CASTELO NEGRO
Juraci

Era quarta-feira de carnaval. Entardecia. O sol avermelhado sumia devagarinho no horizonte do mar. Eu caminhava no calçadão. Uma multidão barulhava desordenadamente. Muitos ritmos se confundiam com buzinaços de carros, gritos humanos eufóricos - talvez pelo excesso de bebidas alcoólicas - e trios elétricos ainda em atividade carnavalesca. O povo queria mais e que o frenesi nunca tivesse fim. Mas, eu estava sozinho, me sentia sozinho. Saturado de folia. Já era o fim para mim. Uma confusão se embaralhava em minha cabeça. Cambaleante, acreditava a rua estar mais estreita. Alguns carros dividiam comigo o caminho, às vezes, imprensando-me nas paredes dos casarões antigos. Gritei palavrões num desabafo que não era ouvido. A noite chegou por completo trazendo um perfume salgado de mar. Eu via o mar imenso. O céu estrelado colaborava com a lua derramando cascatas prateadas no verde imenso. Distanciei-me da folia e o barulho ficou para trás. Aproximei-me da água. Mirei o líquido salgado. Peguei-o com as mãos trêmulas. Estavam trêmulas, deveria ser pelo perfume que colhi dela, naquele escurinho. No escurinho ela se escapou de mim. Ingrata...
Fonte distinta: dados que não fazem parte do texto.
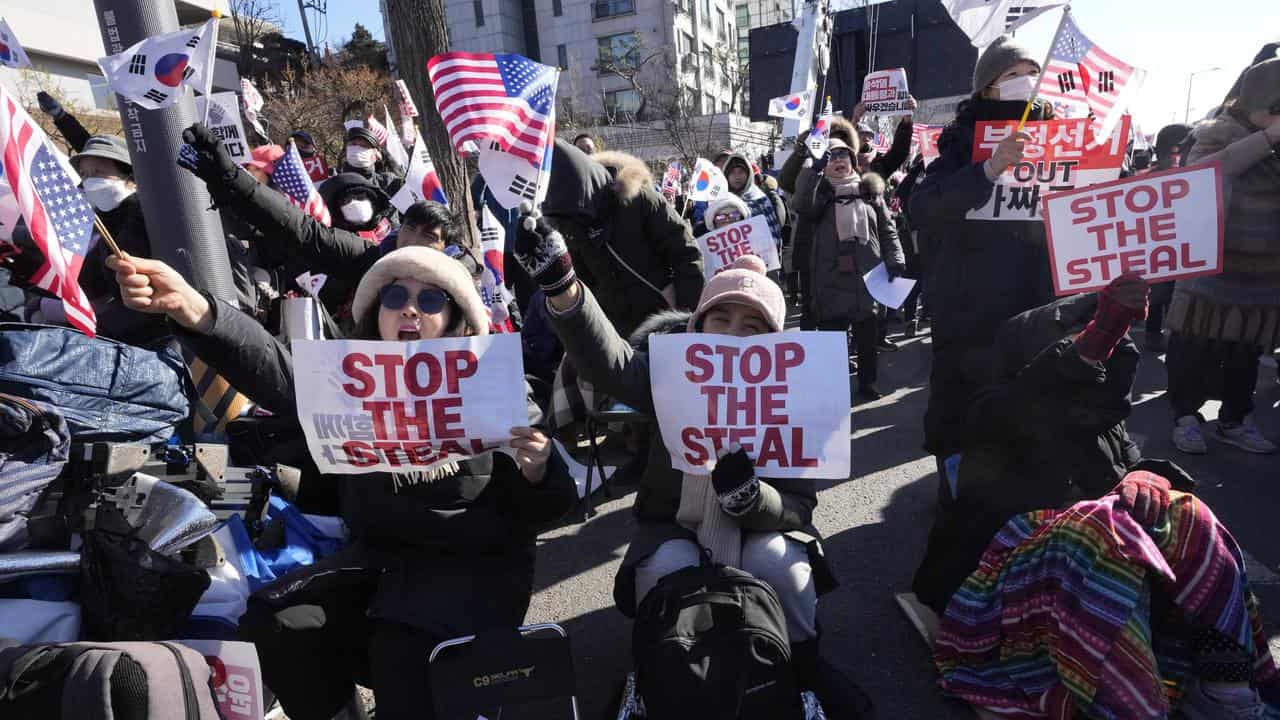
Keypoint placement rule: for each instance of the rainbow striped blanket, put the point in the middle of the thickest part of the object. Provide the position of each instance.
(1057, 619)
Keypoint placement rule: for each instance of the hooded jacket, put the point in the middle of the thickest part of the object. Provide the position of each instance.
(627, 244)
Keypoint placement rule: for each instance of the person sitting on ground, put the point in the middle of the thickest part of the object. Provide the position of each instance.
(1070, 578)
(433, 555)
(850, 237)
(762, 525)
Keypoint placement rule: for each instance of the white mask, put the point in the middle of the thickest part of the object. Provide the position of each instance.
(106, 194)
(359, 212)
(360, 156)
(1022, 87)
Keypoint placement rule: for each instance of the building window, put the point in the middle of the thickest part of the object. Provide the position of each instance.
(602, 9)
(617, 51)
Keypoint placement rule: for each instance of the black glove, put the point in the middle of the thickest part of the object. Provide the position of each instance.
(50, 106)
(204, 155)
(542, 253)
(735, 482)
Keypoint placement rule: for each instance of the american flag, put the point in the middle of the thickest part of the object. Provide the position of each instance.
(59, 219)
(291, 176)
(508, 99)
(1083, 73)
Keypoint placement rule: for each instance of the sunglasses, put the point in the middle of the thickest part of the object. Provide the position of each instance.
(429, 301)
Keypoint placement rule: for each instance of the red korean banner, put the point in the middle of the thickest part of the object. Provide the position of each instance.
(1161, 226)
(784, 397)
(370, 406)
(1057, 159)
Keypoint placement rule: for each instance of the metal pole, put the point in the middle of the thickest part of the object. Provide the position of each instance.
(183, 231)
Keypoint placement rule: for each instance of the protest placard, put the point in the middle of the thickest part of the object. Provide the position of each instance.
(1056, 159)
(224, 122)
(1161, 226)
(370, 406)
(237, 677)
(885, 92)
(784, 397)
(748, 237)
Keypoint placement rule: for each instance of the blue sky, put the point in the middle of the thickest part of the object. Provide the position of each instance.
(1168, 37)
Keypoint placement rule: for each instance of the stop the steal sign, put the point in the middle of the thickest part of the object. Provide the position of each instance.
(1161, 226)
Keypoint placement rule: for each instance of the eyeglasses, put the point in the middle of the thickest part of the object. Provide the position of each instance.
(430, 301)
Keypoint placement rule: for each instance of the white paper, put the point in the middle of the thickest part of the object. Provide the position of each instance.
(887, 292)
(784, 397)
(370, 406)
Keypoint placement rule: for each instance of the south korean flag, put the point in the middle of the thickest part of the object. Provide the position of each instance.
(154, 72)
Escutei o murmúrio, o choro do mar. Sim, ele também chorava. Parecia convidar-me para uma dança melancólica. Um nado infrene. Eu não sabia nadar e queria nadar. Pensei no machado sem cabo quando atirado na água. Faria igual a ele. E o mar avançava, parecia puxar-me, querer abraçar-me. A areia escorregava sob os meus pés numa luta com a furiosa onda. Deitei sobre o solo e a cada momento a onda vinha mais forte, cobrindo o meu corpo. Nos pequenos intervalos, eu olhava para cima, para o nada. Ignorava até o brilho das estrelas. Estava uma escuridão dentro de mim. O meu castelo de sonhos estava negro. Sempre foi. O Léo do pandeiro - apelidaram-me assim - queria sentir outras emoções fortes, ultrapassar barreiras de infância, de adolescência mas, eram marcas crônicas, intransponíveis. Procurei mais uma válvula de escape. Estava ali presa no meu cinturão em formato de aparelho celular, para enganar àqueles. Inalei com volúpia. Exagerei. Eu sempre exagerava. Sabia do caminho tortuoso que percorria. Não me emendava. Quis me levantar. As minhas pernas não agüentaram o meu corpo. Caí pesadamente de bruços. Recebi vários abraços do mar cada qual mais apertado. Embalei-me na fúria daquela onda gigantesca que lavou todas as minhas marcas e até a minha vida.